My desert-island, all-time, top five most memorable split-ups, in chronological order:

1) Alison Ashworth

2) Penny Hardwick

3) Jackie Allen

4) Charlie Nicholson

5) Sarah Kendrew

These were the ones that really hurt. Can you see your name in that lot, Laura? I reckon you'd sneak into the top ten, but there's no place for you in the top five; those places are reserved for the kind of humiliations and heartbreaks that you're just not capable of delivering. That probably sounds crueler than it is meant to, but the fact is that we're too old to make each other miserable, and that's a good thing, not a bad thing, so don't take your failure to make the list personally. Those days are gone, and good fucking riddance to them; unhappiness really meant something back then. Now it's just a drag, like a cold or having no money. If you really wanted to mess me up, you should have got to me earlier.

1. Alison Ashworth (1972)

Most nights we used to mess around in the park around the corner from my house. I lived in Hertfordshire, but I might just as well have lived in any suburb in England: it was that sort of suburb, and that sort of park — three minutes away from home, right across the road from a little row of shops (a VG supermarket, a newsagent, an off-license). There was nothing around that could help you get your geographical bearings; if the shops were open (and they closed at five-thirty, and one o'clock on Thursdays, and all day Sunday), you could go into the newsagent's and look for a local newspaper, but even that might not give you much of a clue.

We were twelve or thirteen, and had recently discovered irony — or at least, what I later understood to be irony: we only allowed ourselves to play on the swings and the roundabout and the other kids' stuff rusting away in there if we could do it with a sort of self-conscious ironic detachment.
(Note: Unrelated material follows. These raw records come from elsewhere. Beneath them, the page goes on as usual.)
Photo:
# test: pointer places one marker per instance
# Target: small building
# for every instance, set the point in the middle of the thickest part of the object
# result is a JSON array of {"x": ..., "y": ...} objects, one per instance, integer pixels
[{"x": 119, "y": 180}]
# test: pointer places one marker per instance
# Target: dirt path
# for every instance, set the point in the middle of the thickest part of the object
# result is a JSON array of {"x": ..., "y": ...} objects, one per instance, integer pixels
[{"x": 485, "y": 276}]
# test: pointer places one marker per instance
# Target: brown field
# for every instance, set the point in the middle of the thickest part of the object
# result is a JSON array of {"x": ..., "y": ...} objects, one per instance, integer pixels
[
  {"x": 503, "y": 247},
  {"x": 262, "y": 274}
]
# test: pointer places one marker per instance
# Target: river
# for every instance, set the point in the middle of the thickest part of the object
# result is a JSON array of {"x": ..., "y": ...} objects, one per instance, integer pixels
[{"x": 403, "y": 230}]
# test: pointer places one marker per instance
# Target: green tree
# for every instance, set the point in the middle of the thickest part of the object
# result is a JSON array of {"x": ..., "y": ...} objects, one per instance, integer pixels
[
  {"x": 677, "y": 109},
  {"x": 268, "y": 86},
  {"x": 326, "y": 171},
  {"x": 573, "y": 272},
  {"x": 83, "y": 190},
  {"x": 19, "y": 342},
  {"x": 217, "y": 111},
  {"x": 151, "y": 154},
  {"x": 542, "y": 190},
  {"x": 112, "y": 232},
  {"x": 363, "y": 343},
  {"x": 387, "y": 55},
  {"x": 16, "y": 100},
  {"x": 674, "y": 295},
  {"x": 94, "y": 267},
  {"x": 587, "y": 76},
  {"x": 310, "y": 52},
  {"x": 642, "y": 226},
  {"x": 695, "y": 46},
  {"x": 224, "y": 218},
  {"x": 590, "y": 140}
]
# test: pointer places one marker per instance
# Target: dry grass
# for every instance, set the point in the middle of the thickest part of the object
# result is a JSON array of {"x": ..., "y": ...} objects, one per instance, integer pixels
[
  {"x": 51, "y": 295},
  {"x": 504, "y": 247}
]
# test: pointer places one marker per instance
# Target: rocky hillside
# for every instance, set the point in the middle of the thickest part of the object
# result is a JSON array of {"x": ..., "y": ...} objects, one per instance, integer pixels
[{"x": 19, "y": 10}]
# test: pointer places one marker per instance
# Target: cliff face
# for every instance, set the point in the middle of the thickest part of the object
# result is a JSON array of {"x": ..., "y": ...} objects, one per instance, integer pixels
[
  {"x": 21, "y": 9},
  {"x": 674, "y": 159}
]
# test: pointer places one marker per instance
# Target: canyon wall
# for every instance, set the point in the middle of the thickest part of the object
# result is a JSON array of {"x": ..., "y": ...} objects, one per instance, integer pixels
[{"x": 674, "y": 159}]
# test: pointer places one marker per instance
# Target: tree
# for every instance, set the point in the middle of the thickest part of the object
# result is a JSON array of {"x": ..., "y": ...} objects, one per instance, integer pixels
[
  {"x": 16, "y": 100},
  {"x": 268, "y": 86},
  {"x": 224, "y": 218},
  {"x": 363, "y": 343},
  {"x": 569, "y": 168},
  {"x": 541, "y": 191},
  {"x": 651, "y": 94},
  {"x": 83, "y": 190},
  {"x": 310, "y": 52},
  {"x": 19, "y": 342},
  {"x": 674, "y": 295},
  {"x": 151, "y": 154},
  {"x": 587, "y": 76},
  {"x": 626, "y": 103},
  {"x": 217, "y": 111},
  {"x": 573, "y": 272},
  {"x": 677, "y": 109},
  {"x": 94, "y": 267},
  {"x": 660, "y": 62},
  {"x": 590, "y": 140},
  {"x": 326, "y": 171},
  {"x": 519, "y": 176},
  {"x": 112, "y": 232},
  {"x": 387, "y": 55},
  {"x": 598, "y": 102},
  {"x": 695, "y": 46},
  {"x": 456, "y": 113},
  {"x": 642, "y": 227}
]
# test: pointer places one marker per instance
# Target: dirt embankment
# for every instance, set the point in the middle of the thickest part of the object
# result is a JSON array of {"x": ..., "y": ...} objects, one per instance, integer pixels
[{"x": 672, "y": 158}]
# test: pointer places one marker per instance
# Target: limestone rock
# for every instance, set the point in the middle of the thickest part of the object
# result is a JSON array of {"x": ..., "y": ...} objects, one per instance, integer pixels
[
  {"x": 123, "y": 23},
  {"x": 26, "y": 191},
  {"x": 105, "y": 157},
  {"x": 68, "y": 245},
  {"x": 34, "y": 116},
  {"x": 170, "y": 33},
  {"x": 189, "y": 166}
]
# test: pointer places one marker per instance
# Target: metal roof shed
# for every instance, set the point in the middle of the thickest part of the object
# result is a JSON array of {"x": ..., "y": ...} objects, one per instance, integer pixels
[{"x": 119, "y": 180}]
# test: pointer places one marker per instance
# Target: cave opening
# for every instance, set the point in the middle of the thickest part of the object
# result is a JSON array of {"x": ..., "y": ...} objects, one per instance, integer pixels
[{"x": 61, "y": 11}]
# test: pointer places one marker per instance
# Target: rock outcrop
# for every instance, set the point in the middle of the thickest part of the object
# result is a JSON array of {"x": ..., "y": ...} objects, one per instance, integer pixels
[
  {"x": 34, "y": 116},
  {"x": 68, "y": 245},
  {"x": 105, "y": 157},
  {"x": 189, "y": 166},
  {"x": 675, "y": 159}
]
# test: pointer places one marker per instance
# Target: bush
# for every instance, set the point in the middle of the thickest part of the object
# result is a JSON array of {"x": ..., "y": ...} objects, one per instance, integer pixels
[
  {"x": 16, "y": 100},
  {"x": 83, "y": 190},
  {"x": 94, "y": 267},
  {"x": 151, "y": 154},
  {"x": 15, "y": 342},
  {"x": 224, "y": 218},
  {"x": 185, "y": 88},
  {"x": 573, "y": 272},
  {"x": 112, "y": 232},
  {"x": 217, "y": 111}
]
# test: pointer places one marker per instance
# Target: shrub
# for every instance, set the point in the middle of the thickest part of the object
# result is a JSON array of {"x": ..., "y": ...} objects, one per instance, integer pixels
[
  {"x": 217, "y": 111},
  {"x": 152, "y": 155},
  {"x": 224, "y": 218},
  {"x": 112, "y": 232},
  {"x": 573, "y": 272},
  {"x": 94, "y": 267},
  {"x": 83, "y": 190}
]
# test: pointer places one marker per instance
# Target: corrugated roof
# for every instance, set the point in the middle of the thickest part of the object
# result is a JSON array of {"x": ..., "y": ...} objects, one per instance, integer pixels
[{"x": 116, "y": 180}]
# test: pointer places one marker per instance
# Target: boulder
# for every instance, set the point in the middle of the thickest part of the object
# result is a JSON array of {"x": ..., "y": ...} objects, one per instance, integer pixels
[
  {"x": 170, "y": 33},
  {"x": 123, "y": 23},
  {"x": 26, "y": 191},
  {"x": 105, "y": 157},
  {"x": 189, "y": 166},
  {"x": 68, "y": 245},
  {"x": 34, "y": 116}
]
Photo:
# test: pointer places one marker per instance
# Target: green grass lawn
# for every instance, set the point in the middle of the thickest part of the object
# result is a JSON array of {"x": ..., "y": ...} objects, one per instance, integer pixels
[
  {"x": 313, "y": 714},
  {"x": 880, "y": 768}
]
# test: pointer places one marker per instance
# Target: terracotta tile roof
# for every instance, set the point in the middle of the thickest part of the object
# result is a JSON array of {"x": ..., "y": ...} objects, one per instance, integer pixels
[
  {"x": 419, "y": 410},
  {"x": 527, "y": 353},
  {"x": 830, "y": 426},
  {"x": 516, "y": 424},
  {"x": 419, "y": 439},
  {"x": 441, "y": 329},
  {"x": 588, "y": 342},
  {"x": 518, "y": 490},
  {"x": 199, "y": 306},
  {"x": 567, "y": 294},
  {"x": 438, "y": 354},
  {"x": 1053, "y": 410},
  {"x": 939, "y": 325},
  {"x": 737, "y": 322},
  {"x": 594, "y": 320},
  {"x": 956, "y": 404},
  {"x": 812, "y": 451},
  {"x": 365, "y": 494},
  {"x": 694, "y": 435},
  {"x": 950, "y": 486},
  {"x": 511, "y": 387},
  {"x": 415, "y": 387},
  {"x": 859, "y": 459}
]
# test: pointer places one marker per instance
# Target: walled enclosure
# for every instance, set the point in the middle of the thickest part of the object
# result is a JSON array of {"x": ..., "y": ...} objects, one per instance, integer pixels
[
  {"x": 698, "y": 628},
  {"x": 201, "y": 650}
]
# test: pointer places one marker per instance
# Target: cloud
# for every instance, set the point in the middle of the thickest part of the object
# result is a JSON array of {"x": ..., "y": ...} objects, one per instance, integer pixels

This involved either an imitation of absentmindedness (whistling, or chatting, or fiddling with a cigarette stub or a box of matches usually did the trick) or a flirtation with danger, so we jumped off the swings when they could go no higher, jumped on to the roundabout when it would go no faster, hung on to the end of the swingboat until it reached an almost vertical position. If you could somehow prove that these childish entertainments had the potential to dash your brains out, then playing on them became OK somehow.

We had no irony when it came to girls, though. There was just no time to develop it. One moment they weren't there, not in any form that interested us, anyway, and the next you couldn't miss them; they were everywhere, all over the place. One moment you wanted to clonk them on the head for being your sister, or someone else's sister, and the next you wanted to . . . actually, we didn't know what we wanted next, but it was something, something. Almost overnight, all these sisters (there was no other kind of girl, not yet) had become interesting, disturbing, even.